Reconstructions was a 2019 site specific, North Oakland-based, performance ritual in 4 parts: a 3 hour durational installation performance, a 45 minute staged performance, and a procession through the Idora Park and Temescal neighborhoods and a shared meal. Reconstructions was the culmination of three years of research, collaborative explorations, and six performance studies about the impact of the post Civil War Reconstruction period on the psyches of Black people in the US.









Reconstructions brought the historical legacy of slavery, the more recent history of freeway construction that physically restructured Oakland neighborhoods, and the current reality of gentrification in North Oakland into conversation through movement, live music, costume, and visual art installation.
In addition to David Boyce and Byb Chanel Bibene’s brilliance, we are honored to have the genius of Regina Evans, Ernest Jolly, Rhiannon Evans MacFadyen, and Latanya Tigner collaborating on the project.
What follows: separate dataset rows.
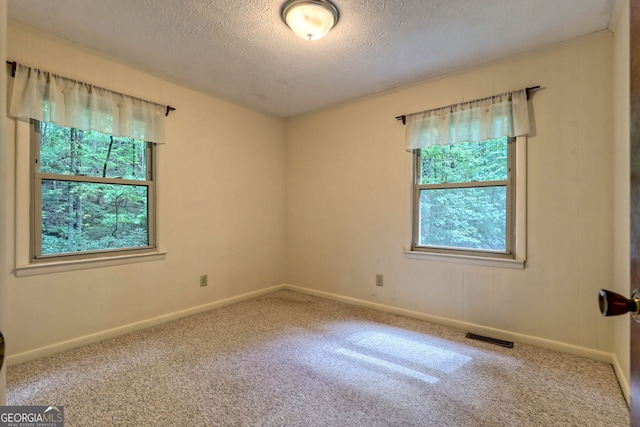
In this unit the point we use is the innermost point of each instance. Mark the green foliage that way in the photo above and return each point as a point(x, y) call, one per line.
point(89, 216)
point(471, 217)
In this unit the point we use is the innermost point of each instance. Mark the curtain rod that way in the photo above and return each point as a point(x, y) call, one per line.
point(169, 108)
point(404, 116)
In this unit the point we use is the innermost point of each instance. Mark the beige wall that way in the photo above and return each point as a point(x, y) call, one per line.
point(348, 203)
point(221, 195)
point(621, 174)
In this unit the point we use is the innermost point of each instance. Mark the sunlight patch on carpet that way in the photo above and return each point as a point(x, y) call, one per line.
point(388, 365)
point(414, 351)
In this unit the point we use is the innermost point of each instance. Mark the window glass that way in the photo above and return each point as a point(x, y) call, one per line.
point(92, 192)
point(463, 198)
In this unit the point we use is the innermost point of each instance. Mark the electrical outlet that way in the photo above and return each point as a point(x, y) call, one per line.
point(379, 280)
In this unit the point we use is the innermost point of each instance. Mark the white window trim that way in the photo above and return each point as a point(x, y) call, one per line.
point(24, 266)
point(520, 229)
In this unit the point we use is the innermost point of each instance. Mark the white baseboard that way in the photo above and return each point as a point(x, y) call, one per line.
point(121, 330)
point(478, 329)
point(622, 379)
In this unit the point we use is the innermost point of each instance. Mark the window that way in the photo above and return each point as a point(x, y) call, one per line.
point(92, 193)
point(469, 187)
point(464, 198)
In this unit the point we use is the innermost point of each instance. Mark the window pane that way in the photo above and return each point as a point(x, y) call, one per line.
point(79, 217)
point(69, 151)
point(464, 162)
point(473, 218)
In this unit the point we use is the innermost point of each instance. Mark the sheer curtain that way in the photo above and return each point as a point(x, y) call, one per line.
point(489, 118)
point(48, 97)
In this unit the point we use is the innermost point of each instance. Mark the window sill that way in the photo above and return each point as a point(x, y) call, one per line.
point(466, 259)
point(83, 264)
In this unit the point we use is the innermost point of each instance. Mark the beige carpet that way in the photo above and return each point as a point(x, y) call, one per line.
point(288, 359)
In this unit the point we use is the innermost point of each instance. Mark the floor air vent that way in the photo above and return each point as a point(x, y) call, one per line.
point(501, 343)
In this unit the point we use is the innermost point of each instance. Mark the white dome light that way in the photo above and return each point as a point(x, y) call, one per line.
point(310, 19)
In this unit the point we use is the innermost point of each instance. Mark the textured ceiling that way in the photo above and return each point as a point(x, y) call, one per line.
point(241, 50)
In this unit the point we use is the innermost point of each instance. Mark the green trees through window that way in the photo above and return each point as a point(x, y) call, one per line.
point(463, 196)
point(93, 192)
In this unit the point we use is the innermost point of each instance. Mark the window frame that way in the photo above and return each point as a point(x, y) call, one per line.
point(512, 220)
point(35, 222)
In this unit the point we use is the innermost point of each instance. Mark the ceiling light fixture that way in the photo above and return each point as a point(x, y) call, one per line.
point(310, 19)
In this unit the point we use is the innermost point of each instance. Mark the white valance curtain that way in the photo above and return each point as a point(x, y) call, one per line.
point(489, 118)
point(48, 97)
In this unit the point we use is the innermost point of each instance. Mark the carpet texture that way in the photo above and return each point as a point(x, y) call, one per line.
point(289, 359)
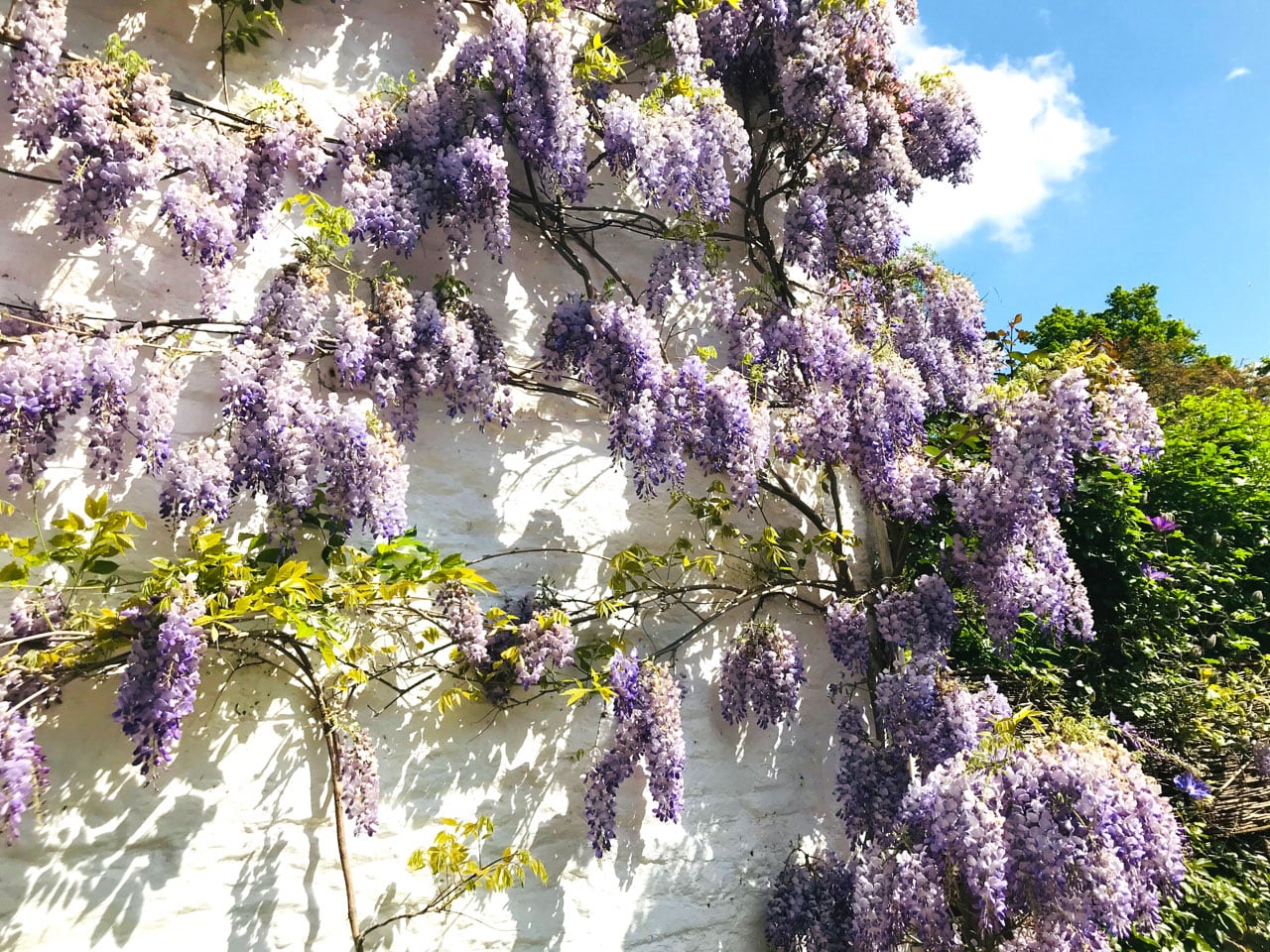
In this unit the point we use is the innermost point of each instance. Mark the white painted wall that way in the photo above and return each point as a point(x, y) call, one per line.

Regina Evans is bringing her fashion, design, visioning, deep knowledge and connection to Oakland to the costuming for the project. Installation artist, curator and set designer, Ernest Jolly is bringing his brilliance in creating powerful spaces to the gallery installation and stage set piece design. Rhiannon MacFadyen brings her ability to wear many hats so well – artist, curator, administrator, fundraiser – to the co-production of the project. Latanya Tigner brings her choreographic, dance, research on the connections between West and Central African Dance to African American Dance forms to build diasporic connections between past and present, between different geographies into the choreography.
Our collective work as artists and audience participants on Reconstructions joins the expanding pool of ritual transformation birthed in the work of Ellen Sebastian Chang and Amara Tabor-Smith, of Dohee Lee, of Regina Evans, of the House Full of Black Women collective, Eric Kupers and Kimiko Guthrie’s Dandelion Dance Theater and others.










All Reconstructions Performance Ritual photos by Sibila Savage
Reconstructions Texts
These stories and texts were used to open and close Reconstruction portion of the ritual. We asked that audience and artist listen to the language first spoken on the lands we now live on, to sit in the not knowing and still listen.
Blood Monster
This is an Ohlone story told by Vincent Medina, a member of the Muwekma Ohlone Tribe of the San Francisco. For full presentation, and discussion visit
Ghost Dance, Lame Deer (1821-1877) was Miniconjou Lakota and vice chief of the Wakpokinyan band.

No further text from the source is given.